Alessandro Spanò

Personal information
- Full name: Alessandro Spanò
- Date of birth: 19 June 1994 (age 30)
- Place of birth: Città di San Marino, San Marino
- Height: 1.76 m (5 ft 9 in)
- Position(s): Defender

Youth career
- 2012–2013: Pro Vercelli

Senior career*
- Years: Team / Apps / (Gls)
- 2013–2014: Pro Patria / 25 / (1)
- 2014–2020: Reggiana / 187 / (15)
- Total:  / 212 / (16)

= Alessandro Spanò =

Italian footballer (born 1994)

Alessandro Spanò (born 19 June 1994) is a former professional footballer who played as a defender. He spent most of his career with Reggiana, helping them gain promotion to the Serie B in 2020 as their captain.

==Club career==
Spanò made his professional debut with Pro Patria in a 1–0 Serie C defeat to Pro Vercelli on 8 September 2013.

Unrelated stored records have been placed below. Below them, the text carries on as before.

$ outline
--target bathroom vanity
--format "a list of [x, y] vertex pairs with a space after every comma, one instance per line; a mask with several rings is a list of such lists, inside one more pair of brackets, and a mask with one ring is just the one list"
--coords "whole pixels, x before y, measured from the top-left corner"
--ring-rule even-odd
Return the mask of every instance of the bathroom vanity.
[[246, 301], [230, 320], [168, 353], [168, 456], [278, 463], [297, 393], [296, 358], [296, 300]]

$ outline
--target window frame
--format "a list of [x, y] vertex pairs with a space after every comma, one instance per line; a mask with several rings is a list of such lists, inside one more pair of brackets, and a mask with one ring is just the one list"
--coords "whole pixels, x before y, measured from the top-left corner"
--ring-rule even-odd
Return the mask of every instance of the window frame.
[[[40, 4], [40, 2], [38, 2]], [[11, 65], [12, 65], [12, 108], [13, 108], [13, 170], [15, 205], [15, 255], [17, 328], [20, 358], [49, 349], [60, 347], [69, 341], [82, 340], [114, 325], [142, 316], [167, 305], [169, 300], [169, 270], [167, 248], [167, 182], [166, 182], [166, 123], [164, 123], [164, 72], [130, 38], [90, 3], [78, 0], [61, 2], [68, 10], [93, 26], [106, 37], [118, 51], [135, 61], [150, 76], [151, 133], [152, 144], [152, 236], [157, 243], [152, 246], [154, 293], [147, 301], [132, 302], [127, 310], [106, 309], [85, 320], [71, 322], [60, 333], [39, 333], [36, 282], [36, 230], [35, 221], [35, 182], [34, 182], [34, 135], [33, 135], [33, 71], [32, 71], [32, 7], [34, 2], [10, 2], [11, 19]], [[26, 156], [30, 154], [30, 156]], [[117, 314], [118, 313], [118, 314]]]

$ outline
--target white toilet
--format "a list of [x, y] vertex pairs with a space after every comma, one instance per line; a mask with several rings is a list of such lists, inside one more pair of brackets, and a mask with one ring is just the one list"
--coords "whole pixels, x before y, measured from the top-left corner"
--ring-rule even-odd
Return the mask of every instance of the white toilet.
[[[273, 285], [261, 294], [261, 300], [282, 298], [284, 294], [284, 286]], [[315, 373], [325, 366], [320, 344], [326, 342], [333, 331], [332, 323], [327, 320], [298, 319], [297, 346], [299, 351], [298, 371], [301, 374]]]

He moved to Reggiana and played with them in the Serie D and Serie C, eventually becoming their captain. On 22 July 2020, Spanò led Reggiana as they beat Bari 1–0 and earned promotion to the Serie B for the first time in 21 years. One week later, Spanò announced he was retiring from football to further his education after graduating with a degree in economics, and earning an international scholarship.